The land snail Pittieria aurantiaca (previously known as Euglandina aurantiaca) is a common visitor to E. sanguinea; it positions its foot above the bug's abdomen so that it can intercept honeydew. No physical contact between the snail and the bug has been observed. If the bug moves or changes the direction of the stream of honeydew, the snail is able to reposition itself quickly. It is not known how the snails find the bugs, but the bugs are able to produce vibrational signals, which Naskrecki and Nishida suggested the snails could use as an aid.

An undescribed species of carpenter ant, genus Camponotus (JTL-005) also visits the bug, but is only able to feed when the snail is present, presumably because the ants are too small to be able to feed on the honeydew stream by themselves. The ants climb onto the head of the snail, and then eat some of the honeydew that the snail is attempting to eat, a feeding relationship which can be described as kleptotrophobiosis. The snails appear not to be disturbed by the ants behavior, and continue feeding at a bug for up to four hours.

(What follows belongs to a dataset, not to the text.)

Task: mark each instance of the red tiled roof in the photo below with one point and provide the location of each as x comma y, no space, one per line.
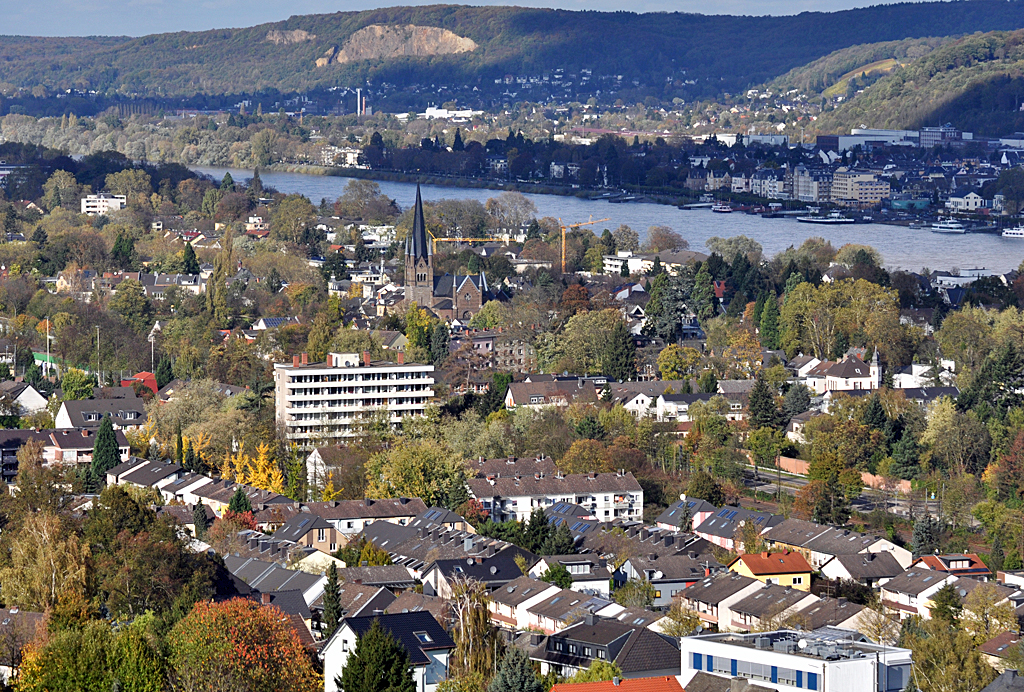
663,684
785,562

The interaction between the lantern bug and the snail is thought to be the first documented case of a trophobiotic interaction between an insect and a gastropod. It is thought this relationship could have evolved by the snail first feeding on honeydew that collected on leaves beneath the feeding bug, and then following the trail up to find the bug feeding, a similar mechanism to that proposed to explain the formation of similar interactions between ants and homopterans.